Another rocket attack began, the assault on the prison compound growing more intense and deadly with each passing second.
David guided Emma through what had become a gaping hole in the seam of the cell’s rear wall and the common wall that had separated them for three terrifying weeks. The ceiling of her cell caved in a heartbeat after they stepped out into the adjacent courtyard.
Emma kept pace with David, trusting him to protect her. They dodged armed soldiers shouting at one another, ambulances speeding into the courtyard to collect the wounded, exploding mortar shells, and a seemingly endless series of shoulder-launched rockets that exploded all around them.
Zigzagging through the sprawling compound, they finally spotted the front gate.
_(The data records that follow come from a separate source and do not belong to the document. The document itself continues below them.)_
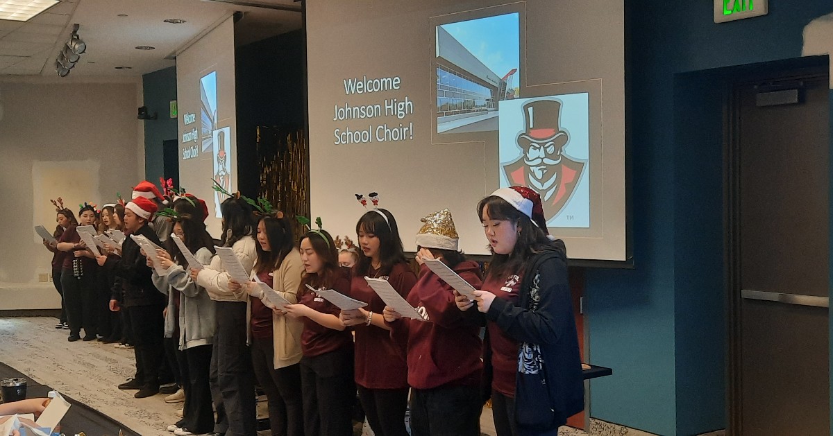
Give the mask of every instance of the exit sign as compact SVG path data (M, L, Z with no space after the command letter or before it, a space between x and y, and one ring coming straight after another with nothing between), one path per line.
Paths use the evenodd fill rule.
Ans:
M766 15L768 0L714 0L715 22L741 20Z

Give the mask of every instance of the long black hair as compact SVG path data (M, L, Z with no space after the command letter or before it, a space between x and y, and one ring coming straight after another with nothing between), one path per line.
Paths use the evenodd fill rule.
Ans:
M378 211L377 212L376 211ZM399 237L399 226L397 225L397 220L393 218L393 214L386 209L377 209L376 211L367 211L367 213L359 218L356 223L356 235L359 231L373 235L379 238L379 260L382 265L379 268L380 275L388 275L393 269L393 265L407 262L405 259L405 250L402 248L402 240ZM387 217L386 220L379 212L385 214ZM359 250L359 261L353 268L353 275L363 276L367 275L371 267L371 258L366 256L364 252Z
M260 244L255 244L257 250L257 260L255 262L255 272L273 271L281 266L287 255L295 249L295 234L292 230L292 221L289 218L276 218L266 216L261 218L258 225L262 222L266 229L266 239L269 241L270 251L264 251Z
M257 231L252 206L242 198L228 197L220 206L222 212L222 246L230 247L235 242L249 236L253 238Z
M532 220L515 209L506 200L490 196L480 201L477 204L477 216L483 221L483 211L486 211L490 220L506 220L515 223L519 233L515 242L515 247L508 255L499 255L491 251L491 261L489 263L489 277L500 277L506 274L520 271L524 264L533 255L546 250L558 250L566 257L566 249L561 240L551 240L544 230L532 224Z
M197 217L188 215L175 220L174 224L177 223L179 223L179 225L182 227L182 233L185 234L185 246L189 251L197 254L201 248L205 247L212 255L214 254L214 240L212 239L211 235L208 235L205 223L198 220ZM165 249L167 250L168 253L171 253L177 263L182 266L187 265L188 261L186 260L185 255L179 250L172 237L167 238L167 240L165 241Z

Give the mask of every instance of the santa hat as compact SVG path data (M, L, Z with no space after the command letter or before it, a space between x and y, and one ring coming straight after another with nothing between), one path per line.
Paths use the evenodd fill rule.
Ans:
M167 200L165 200L164 196L162 196L162 192L159 191L159 188L156 187L156 185L147 181L142 181L136 186L135 188L133 188L132 198L135 200L138 197L156 198L159 201L162 201L162 204L167 204Z
M128 202L124 208L130 209L134 214L148 220L150 220L151 216L155 214L157 210L156 203L152 201L149 198L142 196L133 198L133 200Z
M451 212L443 209L421 220L425 224L416 234L416 245L456 251L460 237L454 228Z
M506 200L512 207L529 217L532 224L544 231L544 235L550 235L546 230L546 220L544 219L544 206L541 204L541 196L537 192L526 186L510 186L501 188L491 195Z

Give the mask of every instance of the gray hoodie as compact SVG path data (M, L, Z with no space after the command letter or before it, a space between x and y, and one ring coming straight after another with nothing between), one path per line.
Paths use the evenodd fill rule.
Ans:
M194 257L202 265L211 263L212 255L205 247L194 253ZM205 288L191 280L188 272L178 265L168 268L167 275L159 275L156 270L153 271L153 284L160 292L167 295L166 338L173 336L176 329L174 323L177 322L174 320L174 314L177 313L174 293L170 289L179 291L179 349L210 344L216 331L214 301Z

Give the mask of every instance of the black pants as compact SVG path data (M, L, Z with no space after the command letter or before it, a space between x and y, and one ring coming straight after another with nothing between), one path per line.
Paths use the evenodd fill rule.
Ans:
M301 359L304 434L351 436L353 434L353 349L332 351ZM478 435L479 436L479 435Z
M113 275L105 270L99 270L96 277L95 316L96 333L99 336L110 337L112 334L112 312L110 311L110 294L112 293Z
M491 391L491 415L495 420L497 436L514 436L517 434L515 426L515 399L510 398L494 389Z
M95 336L95 270L86 270L81 277L74 277L72 270L64 270L61 273L61 289L63 290L64 305L67 307L69 334L78 335L81 329L84 329L86 335Z
M214 429L214 411L211 408L211 388L208 371L211 367L211 345L198 345L184 351L186 364L182 371L185 404L179 422L191 433L202 434Z
M359 400L367 424L376 436L408 436L405 429L405 410L408 407L408 389L368 389L358 387Z
M165 319L162 315L162 306L131 306L127 310L135 341L136 379L142 382L142 387L158 389L159 364L164 354Z
M275 369L272 338L252 339L252 364L269 405L272 436L303 436L301 365Z
M214 431L226 436L250 436L257 431L252 356L246 345L247 328L246 303L217 302L210 380L217 415Z
M55 285L55 290L57 294L61 295L61 318L58 319L62 323L67 322L67 306L63 302L63 287L61 285L61 272L62 270L60 268L52 270L52 285Z
M480 386L440 386L411 393L412 436L480 436Z

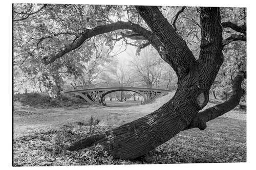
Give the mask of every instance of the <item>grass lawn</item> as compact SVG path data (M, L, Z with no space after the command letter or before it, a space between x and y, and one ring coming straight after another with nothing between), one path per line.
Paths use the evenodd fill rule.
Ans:
M204 131L181 132L137 160L115 160L100 154L95 146L70 152L65 148L90 135L103 132L149 113L138 106L36 109L16 106L14 165L49 166L123 164L236 162L246 161L245 120L219 117ZM141 107L143 108L143 107ZM135 110L137 110L137 112ZM236 113L237 114L237 113ZM97 124L97 125L96 125Z

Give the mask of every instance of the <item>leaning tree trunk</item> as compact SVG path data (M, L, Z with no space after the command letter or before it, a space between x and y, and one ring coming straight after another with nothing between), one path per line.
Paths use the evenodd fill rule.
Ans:
M244 93L241 84L244 72L238 74L233 94L225 103L199 113L208 103L209 91L222 64L222 32L218 8L201 8L201 52L196 60L185 41L157 7L136 6L161 45L153 43L161 57L173 67L178 78L173 98L153 113L105 133L81 139L68 149L99 144L114 158L133 159L165 142L180 131L203 130L205 123L233 108Z

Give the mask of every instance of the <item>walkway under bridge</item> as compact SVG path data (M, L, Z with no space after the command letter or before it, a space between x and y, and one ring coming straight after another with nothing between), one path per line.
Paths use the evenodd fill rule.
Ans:
M104 97L106 95L119 91L133 91L141 95L144 99L142 104L152 102L163 93L172 91L169 90L146 87L112 87L66 90L63 92L78 95L91 104L104 105Z

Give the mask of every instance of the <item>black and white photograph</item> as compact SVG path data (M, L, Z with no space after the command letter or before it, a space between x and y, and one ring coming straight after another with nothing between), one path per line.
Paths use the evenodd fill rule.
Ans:
M247 6L89 2L9 5L11 166L246 163Z

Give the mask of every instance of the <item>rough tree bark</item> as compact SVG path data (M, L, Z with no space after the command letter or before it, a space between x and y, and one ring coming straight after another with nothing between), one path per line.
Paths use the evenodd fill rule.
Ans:
M209 91L223 63L222 52L227 43L223 44L222 41L223 26L219 8L201 8L202 39L197 60L158 7L136 6L136 8L152 32L137 25L121 21L105 26L103 30L102 26L98 26L83 33L66 48L45 58L44 61L47 64L61 57L90 36L117 29L129 29L137 33L136 36L150 41L161 57L175 71L178 79L176 92L169 101L153 113L105 133L81 139L71 144L68 148L69 150L99 144L114 158L135 159L181 131L194 128L205 129L206 122L236 107L244 93L241 83L246 78L246 73L240 72L234 79L233 94L228 101L199 113L208 102ZM225 24L225 27L233 26L230 23ZM239 30L244 31L244 28Z

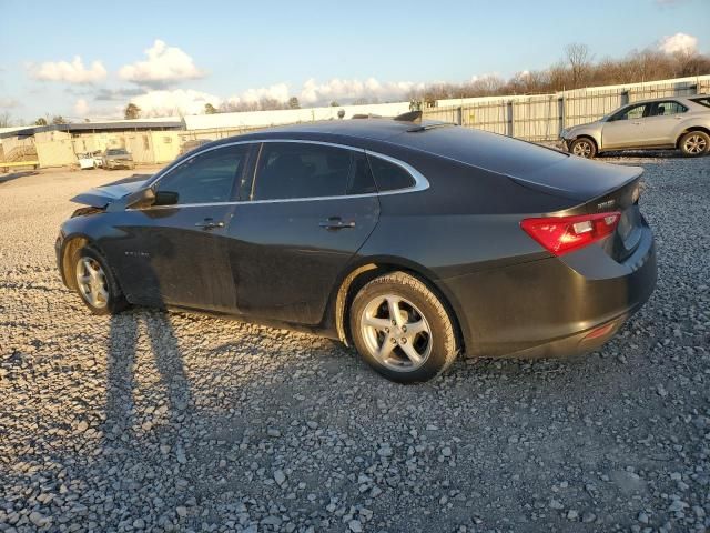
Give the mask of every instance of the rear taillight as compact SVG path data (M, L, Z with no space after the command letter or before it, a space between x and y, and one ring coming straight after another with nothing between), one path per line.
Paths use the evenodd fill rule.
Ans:
M520 227L546 250L555 255L562 255L610 235L620 218L621 213L618 211L578 217L545 217L525 219Z

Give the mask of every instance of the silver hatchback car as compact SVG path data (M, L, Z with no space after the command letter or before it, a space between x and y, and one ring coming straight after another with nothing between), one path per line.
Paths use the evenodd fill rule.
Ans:
M567 150L594 158L608 150L679 149L699 157L710 151L710 95L643 100L589 124L560 132Z

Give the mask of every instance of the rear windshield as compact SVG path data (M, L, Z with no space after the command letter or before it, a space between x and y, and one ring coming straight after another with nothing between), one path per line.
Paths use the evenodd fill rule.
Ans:
M710 108L710 97L693 98L692 101L699 103L700 105L704 105L706 108Z
M392 141L501 174L519 175L567 159L556 150L462 127L404 133Z

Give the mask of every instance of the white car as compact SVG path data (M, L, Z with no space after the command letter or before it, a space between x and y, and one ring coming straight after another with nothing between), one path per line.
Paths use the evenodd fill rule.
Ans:
M560 132L567 150L594 158L608 150L679 149L699 157L710 151L710 95L633 102L589 124Z
M78 153L77 159L79 160L79 168L81 170L97 168L97 162L91 153Z

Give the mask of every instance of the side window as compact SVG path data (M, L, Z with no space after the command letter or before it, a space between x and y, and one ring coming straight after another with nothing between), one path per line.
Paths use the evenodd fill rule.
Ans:
M653 117L669 117L671 114L684 113L688 108L678 102L658 102L653 111Z
M347 185L348 194L369 194L377 192L377 185L369 170L367 157L363 152L353 152L353 165L351 168L351 182Z
M351 183L351 150L300 142L265 142L252 200L341 197Z
M179 204L229 202L246 163L246 147L199 153L165 174L158 183L158 191L178 193Z
M368 155L368 159L379 192L408 189L415 185L412 174L398 164L386 161L377 155Z
M693 98L693 102L699 103L700 105L704 105L706 108L710 108L710 97L709 98Z
M646 112L647 104L641 103L639 105L633 105L632 108L625 109L623 111L613 115L613 120L638 120L647 117Z

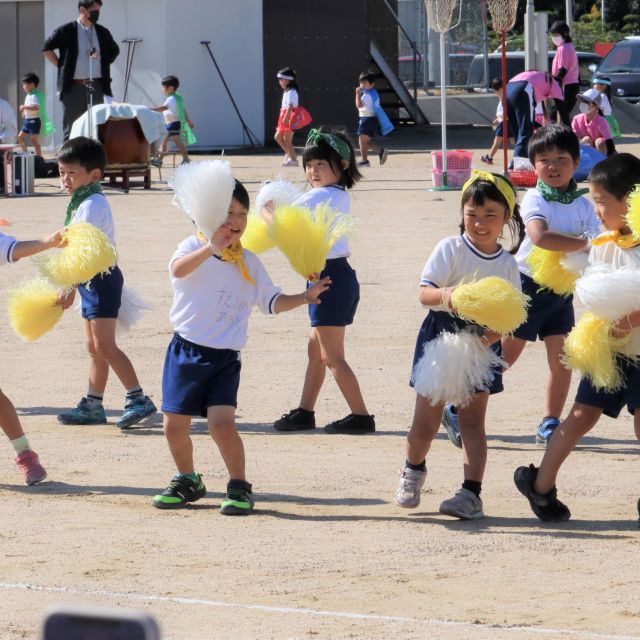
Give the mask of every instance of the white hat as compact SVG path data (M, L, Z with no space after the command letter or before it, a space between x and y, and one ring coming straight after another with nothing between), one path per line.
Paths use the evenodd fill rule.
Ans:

They ducked into the shelter of a darkened doorway in what appeared to be an abandoned structure in order to survey their options.
“It looks too easy,” she whispered to David as they huddled together and studied the now unguarded prison entrance.
“I agree, but it’s all we’ve got.”
Emma glanced up at David. She registered the smudges of fatigue beneath his hazel eyes, the tension visible in his angular facial features despite his beard, the frown that marred his brow, and the dirt and mortar dust that covered him from head to booted feet.
He loomed over her, rugged, heavily muscled, and almost profanely masculine. Not a pretty man by any means, but the safety she felt just being at his side trumped everything else. She’d never been into the smoothly polished diplomats or the power brokers of the international community she’d encountered during her time with Child Feed, and she never would be. She wanted a real man, and David Winslow was all man. Best of all, he was real.
He met her gaze. Pressed against his body, swathed from shoulders to ankles in the shapeless abaya and her head still covered by the burqa, and heavily dusted with her own share of mortar dust, she was still everything he’d imagined and then some. As if unable to stop himself, he leaned down and dropped a hard kiss on her parted lips.
She blinked in surprise when he drew back. Then, she grinned at him. “What now?”
“We’re going to have to take a chance and get the hell out of this compound.”
She nodded, ready to follow him into the fires of hell. Hadn’t they managed to survive – at least up until now – their own personal versions of hell as the political prisoners and potential sacrifices of a rogue Middle East state and its dictator?
A convoy of heavy tanks, followed by a half dozen jeeps and trucks, rumbled through the open gates and roared past them. Still hidden in the shadowed doorway, Emma and David clung to each other. Their hearts raced in concert while they waited for their chance to make a break for freedom.
Once the area cleared of vehicles and personnel, David eased his grip on Emma and looked down at her. Vivid blue eyes stared up at him. His thoughts scattered with the realization that a man could easily drown in those huge, bottomless blue pools.
He found his voice. “Ready?”
Emma squared her shoulders. “Yes. Shall we try to make it to my
friend’s house?”
“Yes, but only if you’re certain she won’t turn us over to the authorities.”
Emma shook her head. “She absolutely will not do that. Mary’s a Canadian. If she’s in the country, she’ll help us. If not, we can wait until she returns. I trust her, David. She would never betray us.”
“Let’s get going then.”
“Her place is about three miles northeast of here.” She swallowed against the anxiety that thrummed inside her. “I’ve driven there at night, so it won’t be hard to find.”
He cupped her face with his big hands and titled it upward. “We’re going to be alright.”
Tears stung Emma’s eyes, but she managed a nod.
Her shattered little smile nearly drove David to his knees. Leaning down, he tenderly pressed his lips to hers. She clutched at his forearms, drawing strength from him until he drew back and released a ragged breath.
“Trust me,” he said. “We’ll get through this.”
“I do trust you.” And I always will, she realized. “There is no one I trust more, David.”